Foreign Language Learning
at the ELementary Level

 This site was created for a First Year Honors Tutorial in Second Language Acquisition at Mount Holyoke College with Professor Van Handle.



When I spent my junior year of high school in France, I volunteered at the Montessori School in Rennes, Brittany. Some classmates and I taught English to a group of kindergartners once a week. The teachers asked us to speak nothing but English with the children, but we soon realized that this was nearly impossible; we had to translate phrases for them or they were lost. It took quick thinking to come up with new and interesting ways for them to learn English vocabulary because it was so hard for them to pay attention for more than a minute or two.

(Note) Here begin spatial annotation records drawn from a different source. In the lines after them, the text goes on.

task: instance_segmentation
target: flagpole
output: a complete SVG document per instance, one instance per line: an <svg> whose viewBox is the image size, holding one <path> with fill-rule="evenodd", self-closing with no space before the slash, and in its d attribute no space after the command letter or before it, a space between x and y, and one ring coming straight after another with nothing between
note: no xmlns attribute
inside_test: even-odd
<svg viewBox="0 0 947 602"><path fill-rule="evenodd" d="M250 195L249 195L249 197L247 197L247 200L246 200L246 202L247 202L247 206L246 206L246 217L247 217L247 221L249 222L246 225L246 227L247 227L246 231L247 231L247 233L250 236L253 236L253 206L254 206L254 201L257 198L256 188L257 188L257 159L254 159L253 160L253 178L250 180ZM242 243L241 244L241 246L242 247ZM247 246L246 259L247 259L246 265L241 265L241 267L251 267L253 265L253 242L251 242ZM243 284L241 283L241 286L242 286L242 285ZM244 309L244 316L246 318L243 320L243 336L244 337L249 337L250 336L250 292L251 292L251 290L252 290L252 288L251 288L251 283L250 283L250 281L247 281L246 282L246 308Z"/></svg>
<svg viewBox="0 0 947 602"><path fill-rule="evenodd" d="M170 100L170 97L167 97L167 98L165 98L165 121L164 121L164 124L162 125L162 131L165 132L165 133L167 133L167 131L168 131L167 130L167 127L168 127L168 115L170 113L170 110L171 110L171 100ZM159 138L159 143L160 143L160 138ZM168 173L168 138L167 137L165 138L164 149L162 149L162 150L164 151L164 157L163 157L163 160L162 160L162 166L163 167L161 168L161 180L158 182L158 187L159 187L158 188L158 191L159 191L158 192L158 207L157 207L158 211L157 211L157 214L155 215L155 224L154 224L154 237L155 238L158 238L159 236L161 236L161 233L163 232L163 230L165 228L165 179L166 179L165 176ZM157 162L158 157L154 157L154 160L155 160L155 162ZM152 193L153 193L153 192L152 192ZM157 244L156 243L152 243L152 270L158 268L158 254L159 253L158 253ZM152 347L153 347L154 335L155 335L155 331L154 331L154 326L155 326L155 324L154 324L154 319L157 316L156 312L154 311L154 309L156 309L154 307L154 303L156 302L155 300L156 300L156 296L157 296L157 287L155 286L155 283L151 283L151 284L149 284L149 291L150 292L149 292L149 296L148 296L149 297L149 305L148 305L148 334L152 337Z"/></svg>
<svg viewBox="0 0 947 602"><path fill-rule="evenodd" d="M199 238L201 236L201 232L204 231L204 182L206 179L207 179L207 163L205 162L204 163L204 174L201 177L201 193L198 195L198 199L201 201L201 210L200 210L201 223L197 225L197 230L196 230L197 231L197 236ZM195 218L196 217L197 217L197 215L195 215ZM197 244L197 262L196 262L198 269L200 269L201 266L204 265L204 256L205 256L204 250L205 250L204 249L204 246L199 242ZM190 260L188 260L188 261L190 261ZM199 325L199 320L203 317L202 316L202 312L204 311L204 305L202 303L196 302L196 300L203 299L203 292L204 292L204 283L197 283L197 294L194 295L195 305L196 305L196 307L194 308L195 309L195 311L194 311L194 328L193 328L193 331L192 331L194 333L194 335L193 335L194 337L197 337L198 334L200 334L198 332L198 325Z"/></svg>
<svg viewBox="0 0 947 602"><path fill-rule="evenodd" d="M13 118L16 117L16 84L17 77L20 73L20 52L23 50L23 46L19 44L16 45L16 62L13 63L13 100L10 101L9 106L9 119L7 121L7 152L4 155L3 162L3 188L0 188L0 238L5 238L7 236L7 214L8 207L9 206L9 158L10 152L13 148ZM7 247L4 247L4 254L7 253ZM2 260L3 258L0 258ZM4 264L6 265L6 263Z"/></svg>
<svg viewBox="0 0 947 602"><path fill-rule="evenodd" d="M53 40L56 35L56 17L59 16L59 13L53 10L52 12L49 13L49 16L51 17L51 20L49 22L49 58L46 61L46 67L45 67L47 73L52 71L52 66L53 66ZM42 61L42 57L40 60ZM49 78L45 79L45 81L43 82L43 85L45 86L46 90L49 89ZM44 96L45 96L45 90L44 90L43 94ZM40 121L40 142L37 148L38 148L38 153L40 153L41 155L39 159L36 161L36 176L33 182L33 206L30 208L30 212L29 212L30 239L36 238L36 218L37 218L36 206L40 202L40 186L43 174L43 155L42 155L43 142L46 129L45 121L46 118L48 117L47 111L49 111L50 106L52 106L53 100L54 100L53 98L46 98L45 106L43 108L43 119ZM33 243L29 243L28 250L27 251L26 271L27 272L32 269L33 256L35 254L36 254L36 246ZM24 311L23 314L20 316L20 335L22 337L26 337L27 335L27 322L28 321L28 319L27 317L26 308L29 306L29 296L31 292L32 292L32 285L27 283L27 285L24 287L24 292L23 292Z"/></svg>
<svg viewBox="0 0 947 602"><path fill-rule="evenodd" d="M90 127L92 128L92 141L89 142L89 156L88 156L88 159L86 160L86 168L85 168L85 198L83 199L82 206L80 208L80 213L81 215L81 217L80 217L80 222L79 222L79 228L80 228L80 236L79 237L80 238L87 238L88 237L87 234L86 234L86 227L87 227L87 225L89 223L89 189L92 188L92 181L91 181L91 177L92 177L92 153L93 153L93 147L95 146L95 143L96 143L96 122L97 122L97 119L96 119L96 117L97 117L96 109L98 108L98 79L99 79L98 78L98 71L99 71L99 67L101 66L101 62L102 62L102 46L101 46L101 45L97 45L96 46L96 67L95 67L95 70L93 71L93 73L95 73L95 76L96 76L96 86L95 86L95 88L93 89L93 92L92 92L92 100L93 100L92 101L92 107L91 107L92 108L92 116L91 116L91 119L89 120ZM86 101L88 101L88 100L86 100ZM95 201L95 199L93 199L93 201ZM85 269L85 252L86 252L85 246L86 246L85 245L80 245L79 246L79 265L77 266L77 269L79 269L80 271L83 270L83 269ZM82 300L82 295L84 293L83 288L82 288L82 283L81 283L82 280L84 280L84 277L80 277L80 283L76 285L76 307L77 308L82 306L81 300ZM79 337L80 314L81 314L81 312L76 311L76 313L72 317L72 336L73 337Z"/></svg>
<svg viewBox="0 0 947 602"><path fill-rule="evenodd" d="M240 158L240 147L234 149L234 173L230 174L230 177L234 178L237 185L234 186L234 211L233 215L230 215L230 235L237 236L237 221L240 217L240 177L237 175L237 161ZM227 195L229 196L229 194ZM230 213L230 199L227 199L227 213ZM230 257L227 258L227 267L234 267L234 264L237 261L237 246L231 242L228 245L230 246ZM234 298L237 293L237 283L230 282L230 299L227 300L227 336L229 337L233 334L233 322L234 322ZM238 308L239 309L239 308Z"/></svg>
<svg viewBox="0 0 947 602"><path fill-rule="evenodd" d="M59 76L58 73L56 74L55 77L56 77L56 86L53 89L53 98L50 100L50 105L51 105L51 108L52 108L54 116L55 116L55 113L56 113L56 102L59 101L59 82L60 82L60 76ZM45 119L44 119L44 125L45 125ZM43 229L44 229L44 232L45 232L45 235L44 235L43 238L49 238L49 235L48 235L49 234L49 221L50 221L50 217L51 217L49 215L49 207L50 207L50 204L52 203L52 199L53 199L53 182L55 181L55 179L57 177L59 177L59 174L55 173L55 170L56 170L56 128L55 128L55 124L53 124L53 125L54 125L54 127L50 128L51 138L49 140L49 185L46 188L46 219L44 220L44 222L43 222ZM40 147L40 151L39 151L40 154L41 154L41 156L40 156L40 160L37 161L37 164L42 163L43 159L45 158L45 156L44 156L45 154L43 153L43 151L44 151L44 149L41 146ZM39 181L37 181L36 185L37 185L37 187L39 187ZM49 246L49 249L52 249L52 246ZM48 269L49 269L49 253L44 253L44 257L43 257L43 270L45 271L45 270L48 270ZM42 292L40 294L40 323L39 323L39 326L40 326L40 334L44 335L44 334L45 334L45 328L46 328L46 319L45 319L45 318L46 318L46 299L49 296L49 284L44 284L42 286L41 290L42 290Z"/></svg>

I wondered what other methods elementary school teachers of foreign languages used, and how they made sure that their students were actually acquiring some language skills that they could use in secondary school. As I studied second language acquisition this year, I read about some of the methods implemented and experimented with at all levels of schooling. My goal in this research was to find out what different strategies must be used to teach a second language to small children, as well as if teachers believe that teaching foreign languages at a young age is effective, and how they think it might serve their students in the future. My hypothesis is that the teaching methods used in elementary school foreign language programs have to be more oriented toward visual, oral, and aural language skills instead of reading and writing proficiency, and that the activities must be short and diverse to hold the students' attention for the entire class.